Independent review to examine police handling of Holly Bartlett's death
Published Monday, February 24, 2014 1:46PM AST Last Updated Monday, February 24, 2014 7:22PM AST
HALIFAX -- A review has been ordered into the Halifax police investigation of the death of a blind woman who was found lying beneath a city bridge almost four years ago.
Holly Bartlett was discovered unconscious under the McKay Bridge in Halifax early on March 27, 2010, and died in hospital the following day.
The police investigation at the time concluded the 31-year-old woman had become disoriented after leaving a taxi in the early morning hours and fell 10 metres off a concrete abutment that anchored two thick cables at the suspension bridge across Halifax harbour. It is surrounded by a chain-link fence.
Last year, Bartlett's family contacted the chief of police to say they had concerns about the investigation.
Chief Jean-Michel Blais said in an interview Monday that he visited the site, talked to the family and arranged interviews with them.
He said he asked for investigators from the Quebec City to look into the case because of the continuing concerns of the family and his own desire to know if anything could have been done differently.
It remains unclear how Bartlett managed to get out of the taxi, walk down a pathway and pass through a hole in a fence before reaching the abutment.
"What's unusual is the distance that was travelled by Ms. Bartlett and the fact she managed to get into that area," Blais said.
He said Bartlett appeared to have travelled almost 300 metres between the curb and the place where she was found.
Toxicology reports concluded she had a blood alcohol level of 0.09, or 90 milligrams of alcohol in 100 millilitres of blood, Blais said. "If you were to extrapolate backwards, her blood alcohol the night before was 0.2, which is over twice the legal limit to be able to drive a vehicle," he added.
Marion Bartlett said the family is pleased and surprised that her daughter's case is being reviewed.
"We're confident now that after four years, this is a step in the right direction," she said in an interview.

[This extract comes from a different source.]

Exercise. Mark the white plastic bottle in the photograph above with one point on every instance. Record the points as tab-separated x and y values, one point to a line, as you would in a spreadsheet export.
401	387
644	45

Blais said Halifax police believe the case was an unfortunate accident, but he remains open to any fresh evidence.
"Perhaps we could have done something else in this investigation. That's fine, we will do that something else," he said.
He said police interviewed a taxi driver who dropped off Bartlett near her home.
"We have no evidence leading us to believe there was any foul play involved in this," he said.
"Yes, there was an interaction between the taxi driver who drove her to the entrance to the building, but there's nothing that leads us to believe he was involved in the accident leading to her demise."
Blais said he asked Quebec City's police department do the review because they operate in a similar-sized city and are the closest with a large major crimes unit.
He said he expects the review and possible recommendations to take about two months to complete.